Congress passed the Paycheck Protection Program Flexibility Act (Act) to make it simpler for small businesses and other borrowers to qualify for full loan forgiveness. President Trump signed it into law on June 5. The Act extended the amount of time in which businesses can use their loans and offered more flexibility on how to spend funds. One item that did not change was the application deadline. The deadline to apply for Paycheck Protection Program loans was and remained June 30.
The U.S. Small Business Administration (SBA), in consultation with the Treasury Department, released in mid-June a revised loan forgiveness application for the Paycheck Protection Program (PPP). The SBA also released a new EZ application for forgiveness of PPP loans. To have their loan forgiven, small business owners must fill out an application, and submit it to the bank or lender that approved their initial request. The application focuses on criteria regarding the types of expenses that are forgivable. It also includes a step-by-step calculator for determining forgiveness eligibility.

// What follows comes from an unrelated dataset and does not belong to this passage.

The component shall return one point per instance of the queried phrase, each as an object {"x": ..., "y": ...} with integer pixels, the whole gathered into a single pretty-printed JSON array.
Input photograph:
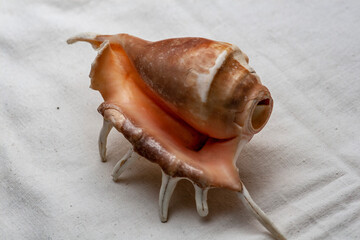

The EZ application requires fewer calculations and less documentation than the full application and can be used by borrowers that, 1) are self-employed and have no employees; or 2) did not reduce the salaries or wages of their employees by more than 25 percent and did not reduce the number or hours of their employees; or 3) experienced reductions in business activity as a result of health directives related to COVID-19 and did not reduce the salaries or wages of their employees by more than 25 percent.
The Act transformed the PPP in the following ways by:
•Extending the deadline from June 30 to Dec. 31 to rehire full-time equivalent employees for their salaries to count toward loan forgiveness.
•Reducing the proportion of the loan proceeds that businesses must spend on payroll to be eligible for full forgiveness. Sixty percent of loan proceeds must be spent on payroll costs such as salaries and benefits for up to $100,000 annualized per employee. The rest can be spent on other allowable expenses. The former payroll spending requirement for loan forgiveness was 75 percent.
•Extending the repayment period for nonforgiven PPP loans approved on or after June 5 to five years at 1 percent interest to repay the loan rather than the initial two-year repayment period.
The maturity date can also be extended for loans made before June 5 if the borrower and lender mutually agree to extend it to 5 years.
•Expanding the duration of time (“covered period”) during which PPP recipients could spend the loan proceeds for payroll and nonpayroll expenses and still qualify for loan forgiveness from eight weeks from the time they received the first loan installment to 24 weeks or until Dec. 31, whichever is first.
However, borrowers with loans taken before June 5 can still choose to use the 8-week covered period.
Payroll expenses include covered benefits for employees (but not owners), including healthcare expenses, retirement contributions, and state taxes imposed on employee payroll paid by the employer (such as unemployment insurance premiums). Non-payroll expenses include mortgage interest, rent and utilities. Loan proceeds not used for qualifying purposes within the covered period are not eligible for forgiveness and must be paid back.
•Specifying that loan forgiveness will not be reduced if there’s a reduction in headcount if borrowers can show that they were unable to rehire employees or hire similarly qualified employees for unfilled positions before Dec. 31 or unable to resume normal business activity levels in that period because they were complying with health and safety guidelines for slowing the spread of the virus;
•Codifying an earlier ruling providing safe harbor for business owners who made a goodfaith effort, but were ultimately unable to return to the same level of pre-Feb. 15, 2020 business activity;
Giving borrowers 10 months from the last day of the covered period, or alternative covered period, to apply for loan forgiveness;
•Deferring principal payments, interest, and fees until the final forgiveness decision is made between lenders and the SBA. Borrowers can defer payments for up to six months, and recently updated forgiveness guidance allots banks 60 days to review forgiveness applications. The SBA gets another 90 days to make a ruling. Accumulated delays would otherwise mean some business could start payments on a loan that would eventually be forgiven.
•Allowing employers to defer their portion of payroll taxes. The Act strikes wording in the Cares Act that bars business owners who receive forgiveness on their PPP loans from deferring their payroll taxes.
Taxes incurred in 2020 are to be paid in two installments: Half is owed by Dec. 31, 2021, and the other half is owed by Dec. 31, 2022.
Eric Erdman is an attorney with Hager, Dewick & Zuengler S.C.